For DL testing, the classical approach is to gather sufficient manually labeled data to assess the accuracy of DL systems. However, the input space of testing is so huge that it is extremely hard to collect all the possible inputs to trigger every feasible logic of a DL system. It is demonstrated that state-of-the-art DL systems can be fooled by adding small perturbations to the test inputs (Szegedy et al., 2013)
. Although DL systems exhibit impressive performance on image classification tasks, the classifiers can also be easily led to incorrect classifications by applying imperceptible perturbations(Moosavi Dezfooli et al., 2016), as shown in Figure 1. Therefore, DL testing is quite challenging but essential to ensure the correctness of those safety-critical practices.
Several approaches have been proposed to improve the testing efficiency of DL systems. Some of them leverage solvers like Z3 to generate adversarial inputs under the formalized constraints of the DL models (Huang et al., 2017; Gu and Rigazio, 2014)

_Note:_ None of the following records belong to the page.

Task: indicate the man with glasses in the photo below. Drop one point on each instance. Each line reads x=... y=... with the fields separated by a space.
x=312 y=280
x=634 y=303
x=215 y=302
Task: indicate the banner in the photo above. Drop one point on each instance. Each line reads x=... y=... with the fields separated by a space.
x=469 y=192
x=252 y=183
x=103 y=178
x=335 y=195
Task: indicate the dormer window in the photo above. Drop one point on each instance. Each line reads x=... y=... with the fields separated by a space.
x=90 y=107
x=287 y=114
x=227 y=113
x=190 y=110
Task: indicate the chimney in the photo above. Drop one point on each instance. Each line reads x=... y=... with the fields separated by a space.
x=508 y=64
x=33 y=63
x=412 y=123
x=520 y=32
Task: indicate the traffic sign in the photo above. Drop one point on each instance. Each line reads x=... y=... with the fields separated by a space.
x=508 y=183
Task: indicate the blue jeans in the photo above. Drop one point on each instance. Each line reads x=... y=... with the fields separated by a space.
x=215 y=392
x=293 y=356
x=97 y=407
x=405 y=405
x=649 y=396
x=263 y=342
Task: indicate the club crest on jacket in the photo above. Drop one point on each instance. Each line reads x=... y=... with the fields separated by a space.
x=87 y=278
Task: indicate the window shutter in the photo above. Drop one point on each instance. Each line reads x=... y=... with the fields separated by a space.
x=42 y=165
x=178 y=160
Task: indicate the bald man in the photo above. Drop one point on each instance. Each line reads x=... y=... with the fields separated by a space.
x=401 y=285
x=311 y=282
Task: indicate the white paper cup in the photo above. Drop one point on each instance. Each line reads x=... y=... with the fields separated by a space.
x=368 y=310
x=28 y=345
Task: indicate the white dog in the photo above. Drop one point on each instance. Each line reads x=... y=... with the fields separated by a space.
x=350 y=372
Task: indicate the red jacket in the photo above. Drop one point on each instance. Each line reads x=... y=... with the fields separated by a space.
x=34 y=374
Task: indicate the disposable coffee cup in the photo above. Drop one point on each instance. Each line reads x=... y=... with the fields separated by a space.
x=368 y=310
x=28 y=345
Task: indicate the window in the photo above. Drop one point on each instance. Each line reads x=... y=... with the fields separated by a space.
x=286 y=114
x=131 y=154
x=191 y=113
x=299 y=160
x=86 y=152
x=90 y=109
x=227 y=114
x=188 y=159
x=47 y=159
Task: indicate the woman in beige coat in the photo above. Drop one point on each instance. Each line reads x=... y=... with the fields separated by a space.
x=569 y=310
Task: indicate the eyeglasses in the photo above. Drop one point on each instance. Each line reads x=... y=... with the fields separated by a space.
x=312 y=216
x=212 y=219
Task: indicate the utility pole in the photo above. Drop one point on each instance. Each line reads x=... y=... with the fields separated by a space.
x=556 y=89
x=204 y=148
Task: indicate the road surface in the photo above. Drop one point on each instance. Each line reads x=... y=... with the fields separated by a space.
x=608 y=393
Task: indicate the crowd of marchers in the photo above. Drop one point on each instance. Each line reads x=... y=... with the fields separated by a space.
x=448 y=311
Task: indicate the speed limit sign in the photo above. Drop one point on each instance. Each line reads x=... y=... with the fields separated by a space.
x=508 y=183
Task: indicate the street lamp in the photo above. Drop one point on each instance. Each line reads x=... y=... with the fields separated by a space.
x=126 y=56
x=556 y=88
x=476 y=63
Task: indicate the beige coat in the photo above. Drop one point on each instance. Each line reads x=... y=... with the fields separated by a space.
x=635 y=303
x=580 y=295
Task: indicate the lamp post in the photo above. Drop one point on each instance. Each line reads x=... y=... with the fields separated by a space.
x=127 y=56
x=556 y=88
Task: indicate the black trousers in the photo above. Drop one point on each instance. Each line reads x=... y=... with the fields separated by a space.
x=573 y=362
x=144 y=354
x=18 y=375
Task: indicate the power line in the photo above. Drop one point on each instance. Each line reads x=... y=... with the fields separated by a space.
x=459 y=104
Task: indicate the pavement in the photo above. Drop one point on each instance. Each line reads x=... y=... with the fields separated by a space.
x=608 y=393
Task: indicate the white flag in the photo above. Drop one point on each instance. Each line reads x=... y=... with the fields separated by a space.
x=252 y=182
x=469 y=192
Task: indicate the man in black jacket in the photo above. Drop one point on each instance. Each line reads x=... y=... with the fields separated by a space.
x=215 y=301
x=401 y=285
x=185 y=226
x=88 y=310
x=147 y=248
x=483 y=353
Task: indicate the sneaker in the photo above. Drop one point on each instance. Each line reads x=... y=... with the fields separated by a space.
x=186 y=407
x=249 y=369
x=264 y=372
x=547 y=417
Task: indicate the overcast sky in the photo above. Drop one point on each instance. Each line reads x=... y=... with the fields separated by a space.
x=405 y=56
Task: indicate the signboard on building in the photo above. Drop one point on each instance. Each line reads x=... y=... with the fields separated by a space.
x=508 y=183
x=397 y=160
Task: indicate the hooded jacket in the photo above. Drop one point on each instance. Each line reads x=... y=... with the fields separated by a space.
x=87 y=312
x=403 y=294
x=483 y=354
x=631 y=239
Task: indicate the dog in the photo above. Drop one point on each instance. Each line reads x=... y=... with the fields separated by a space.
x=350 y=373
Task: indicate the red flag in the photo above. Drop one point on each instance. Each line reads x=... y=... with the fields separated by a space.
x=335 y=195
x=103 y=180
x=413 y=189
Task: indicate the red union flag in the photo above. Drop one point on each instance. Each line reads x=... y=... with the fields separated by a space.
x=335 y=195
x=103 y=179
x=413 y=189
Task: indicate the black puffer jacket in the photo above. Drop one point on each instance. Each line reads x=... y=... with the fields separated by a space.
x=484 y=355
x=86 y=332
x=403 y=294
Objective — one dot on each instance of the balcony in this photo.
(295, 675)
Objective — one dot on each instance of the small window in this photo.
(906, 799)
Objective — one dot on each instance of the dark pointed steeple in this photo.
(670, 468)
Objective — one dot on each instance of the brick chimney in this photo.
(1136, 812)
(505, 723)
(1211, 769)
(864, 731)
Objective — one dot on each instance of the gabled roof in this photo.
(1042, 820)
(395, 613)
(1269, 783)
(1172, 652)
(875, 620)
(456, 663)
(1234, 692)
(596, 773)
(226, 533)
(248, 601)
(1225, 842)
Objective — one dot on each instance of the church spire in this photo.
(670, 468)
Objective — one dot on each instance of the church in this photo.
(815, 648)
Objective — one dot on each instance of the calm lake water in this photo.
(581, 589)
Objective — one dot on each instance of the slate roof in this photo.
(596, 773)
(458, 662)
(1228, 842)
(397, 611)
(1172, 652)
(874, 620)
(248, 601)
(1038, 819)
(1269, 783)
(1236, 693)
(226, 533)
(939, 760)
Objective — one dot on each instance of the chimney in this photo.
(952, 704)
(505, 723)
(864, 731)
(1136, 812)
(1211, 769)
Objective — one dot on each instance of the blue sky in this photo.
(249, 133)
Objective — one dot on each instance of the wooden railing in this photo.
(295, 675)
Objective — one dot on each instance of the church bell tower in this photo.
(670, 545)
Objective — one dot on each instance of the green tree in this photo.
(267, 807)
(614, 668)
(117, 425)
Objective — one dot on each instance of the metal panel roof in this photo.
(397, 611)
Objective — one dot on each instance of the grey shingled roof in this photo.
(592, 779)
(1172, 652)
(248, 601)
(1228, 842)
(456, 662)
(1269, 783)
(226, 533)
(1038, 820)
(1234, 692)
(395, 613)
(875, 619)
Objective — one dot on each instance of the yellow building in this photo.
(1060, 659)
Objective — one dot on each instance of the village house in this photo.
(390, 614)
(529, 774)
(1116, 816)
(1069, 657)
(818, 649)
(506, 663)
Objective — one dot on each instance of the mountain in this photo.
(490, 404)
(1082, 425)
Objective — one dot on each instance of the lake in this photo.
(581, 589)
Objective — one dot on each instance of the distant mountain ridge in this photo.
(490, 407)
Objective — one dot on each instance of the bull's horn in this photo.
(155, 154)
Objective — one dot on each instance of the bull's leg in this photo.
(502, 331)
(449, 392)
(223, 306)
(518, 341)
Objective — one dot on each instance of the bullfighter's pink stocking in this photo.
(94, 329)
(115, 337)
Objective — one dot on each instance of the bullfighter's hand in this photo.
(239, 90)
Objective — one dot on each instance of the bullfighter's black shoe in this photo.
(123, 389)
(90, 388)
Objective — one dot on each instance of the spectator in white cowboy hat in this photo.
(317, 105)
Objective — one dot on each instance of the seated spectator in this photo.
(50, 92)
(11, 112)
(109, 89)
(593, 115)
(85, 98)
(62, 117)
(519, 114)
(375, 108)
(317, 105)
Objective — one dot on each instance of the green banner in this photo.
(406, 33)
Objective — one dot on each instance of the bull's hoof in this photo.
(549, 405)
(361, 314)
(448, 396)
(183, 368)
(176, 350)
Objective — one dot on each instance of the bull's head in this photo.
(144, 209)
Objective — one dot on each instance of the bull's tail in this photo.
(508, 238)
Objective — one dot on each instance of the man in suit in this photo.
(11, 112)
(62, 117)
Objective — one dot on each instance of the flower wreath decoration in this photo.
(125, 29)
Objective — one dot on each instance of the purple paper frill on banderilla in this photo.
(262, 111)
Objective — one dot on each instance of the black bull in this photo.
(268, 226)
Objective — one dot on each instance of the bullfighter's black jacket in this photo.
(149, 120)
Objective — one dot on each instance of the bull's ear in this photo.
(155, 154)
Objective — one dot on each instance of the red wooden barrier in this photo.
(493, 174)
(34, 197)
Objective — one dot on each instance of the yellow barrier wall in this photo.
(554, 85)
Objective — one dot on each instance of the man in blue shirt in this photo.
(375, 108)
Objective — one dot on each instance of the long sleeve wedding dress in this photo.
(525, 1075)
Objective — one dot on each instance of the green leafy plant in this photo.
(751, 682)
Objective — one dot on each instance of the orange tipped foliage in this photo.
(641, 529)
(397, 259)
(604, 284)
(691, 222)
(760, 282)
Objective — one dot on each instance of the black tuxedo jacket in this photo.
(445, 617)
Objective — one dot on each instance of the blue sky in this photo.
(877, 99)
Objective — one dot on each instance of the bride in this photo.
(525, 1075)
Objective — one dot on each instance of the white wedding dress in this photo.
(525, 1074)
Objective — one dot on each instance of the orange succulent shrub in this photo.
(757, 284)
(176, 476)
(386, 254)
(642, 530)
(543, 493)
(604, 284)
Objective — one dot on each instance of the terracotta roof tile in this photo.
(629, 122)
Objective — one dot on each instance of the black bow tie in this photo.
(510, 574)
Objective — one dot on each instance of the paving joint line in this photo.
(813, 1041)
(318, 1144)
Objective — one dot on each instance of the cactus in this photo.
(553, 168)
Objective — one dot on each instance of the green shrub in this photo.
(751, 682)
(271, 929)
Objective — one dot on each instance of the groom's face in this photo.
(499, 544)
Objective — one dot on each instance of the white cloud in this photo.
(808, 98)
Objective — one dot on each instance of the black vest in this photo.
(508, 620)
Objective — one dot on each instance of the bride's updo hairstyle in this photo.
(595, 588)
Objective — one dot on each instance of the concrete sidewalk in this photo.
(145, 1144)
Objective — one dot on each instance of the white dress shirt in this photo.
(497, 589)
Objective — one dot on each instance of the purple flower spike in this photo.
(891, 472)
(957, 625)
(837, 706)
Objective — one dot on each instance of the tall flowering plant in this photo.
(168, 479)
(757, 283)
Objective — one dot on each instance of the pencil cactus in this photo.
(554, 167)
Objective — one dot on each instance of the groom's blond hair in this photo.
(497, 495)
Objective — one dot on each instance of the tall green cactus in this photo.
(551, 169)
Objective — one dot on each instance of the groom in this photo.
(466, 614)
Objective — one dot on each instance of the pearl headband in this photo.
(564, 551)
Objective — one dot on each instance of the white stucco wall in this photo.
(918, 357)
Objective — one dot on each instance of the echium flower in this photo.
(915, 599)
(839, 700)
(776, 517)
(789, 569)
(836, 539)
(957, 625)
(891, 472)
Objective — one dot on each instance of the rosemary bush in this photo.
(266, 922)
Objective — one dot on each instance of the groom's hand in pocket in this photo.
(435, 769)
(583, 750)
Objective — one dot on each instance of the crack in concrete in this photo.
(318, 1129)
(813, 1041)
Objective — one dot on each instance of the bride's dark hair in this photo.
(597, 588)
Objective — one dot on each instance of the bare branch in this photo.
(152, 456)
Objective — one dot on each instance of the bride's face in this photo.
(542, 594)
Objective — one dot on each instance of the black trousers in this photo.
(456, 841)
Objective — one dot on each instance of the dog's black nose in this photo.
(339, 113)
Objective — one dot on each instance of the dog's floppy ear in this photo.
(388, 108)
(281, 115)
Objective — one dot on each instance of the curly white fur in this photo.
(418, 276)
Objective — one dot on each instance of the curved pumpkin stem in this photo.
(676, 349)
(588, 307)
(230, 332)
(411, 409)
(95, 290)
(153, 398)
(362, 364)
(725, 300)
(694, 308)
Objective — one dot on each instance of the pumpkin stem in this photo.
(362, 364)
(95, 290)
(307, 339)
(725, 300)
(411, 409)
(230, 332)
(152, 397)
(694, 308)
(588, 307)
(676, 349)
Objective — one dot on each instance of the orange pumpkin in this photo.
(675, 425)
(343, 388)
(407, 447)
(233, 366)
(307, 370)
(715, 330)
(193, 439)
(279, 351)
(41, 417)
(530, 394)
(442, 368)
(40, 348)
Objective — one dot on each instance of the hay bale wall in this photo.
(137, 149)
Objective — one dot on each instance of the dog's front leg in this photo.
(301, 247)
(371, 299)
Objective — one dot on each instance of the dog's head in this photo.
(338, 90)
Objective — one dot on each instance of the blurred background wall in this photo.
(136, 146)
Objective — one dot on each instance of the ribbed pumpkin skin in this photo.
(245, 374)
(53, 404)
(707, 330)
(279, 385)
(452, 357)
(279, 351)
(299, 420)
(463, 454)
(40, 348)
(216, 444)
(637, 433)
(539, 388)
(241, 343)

. These techniques are accurate, but work in a heavy whitebox manner and are resource-consuming for constraint solving. Some blackbox methods exploit heuristic algorithms to mutate the inputs until the adversarial inputs acquired(Wicker et al., 2018). These methods are time-consuming and rely heavily on the manually supplied ground truth labels. Other approaches of adversarial deep learning focus on fooling the DL systems by applying imperceptible perturbations to the inputs mostly in a gradient-based manner (Szegedy et al., 2013; Moosavi Dezfooli et al., 2016). They work efficiently but are shown to have low neuron coverage (Pei et al., 2017). Recently, DeepXplore (Pei et al., 2017) was presented as the state-of-the-art whitebox testing framework for DL systems and first introduced the concept of neuron coverage as a testing metric. Meanwhile, it requires multiple DL systems with similar functionality as cross-referencing oracles to avoid manual checking. Nevertheless, cross-referencing suffers from the scalability and difficulty of finding similar DL systems.
In this paper, we propose DLFuzz111https://github.com/turned2670/DLFuzz, the first differential fuzzing testing framework aiming to maximize the neuron coverage and generate more adversarial inputs for a given DL system, without cross-referencing other similar DL systems or manual labeling. First, DLFuzz iteratively selects neurons worthy to activate for covering more logic, and mutates the test inputs by applying minute perturbations to guide the DL systems exposing incorrect behaviors. During the mutation process, DLFuzz keeps the mutated inputs which contribute to a certain increase of the neuron coverage for the subsequent fuzzing, and the minute perturbation is restricted to be invisible and ensures that the prediction results of the original input and the mutated inputs should be the same. In this way, DLFuzz is able to obtain rare inputs, and can automatically identify the erroneous behaviors with differential testing that an error is triggered when the prediction result of the mutated input is not the same with the original input.
To evaluate the efficiency of DLFuzz, we conducted empirical studies on six DL systems trained on two popular datasets, MNIST (LeCun, 1998)
and ImageNet(Deng et al., 2009). The DL systems and the datasets are exactly the same as those used by DeepXplore. Compared with DeepXplore, DLFuzz does not need extra efforts to collect similar functional DL systems for cross-referencing label check, but could generate more adversarial inputs with smaller perturbations, and obtain higher neuron coverage. For the time efficiency, it saves time consumption in average with one exceptional case on ImageNet costing more than DeepXplore.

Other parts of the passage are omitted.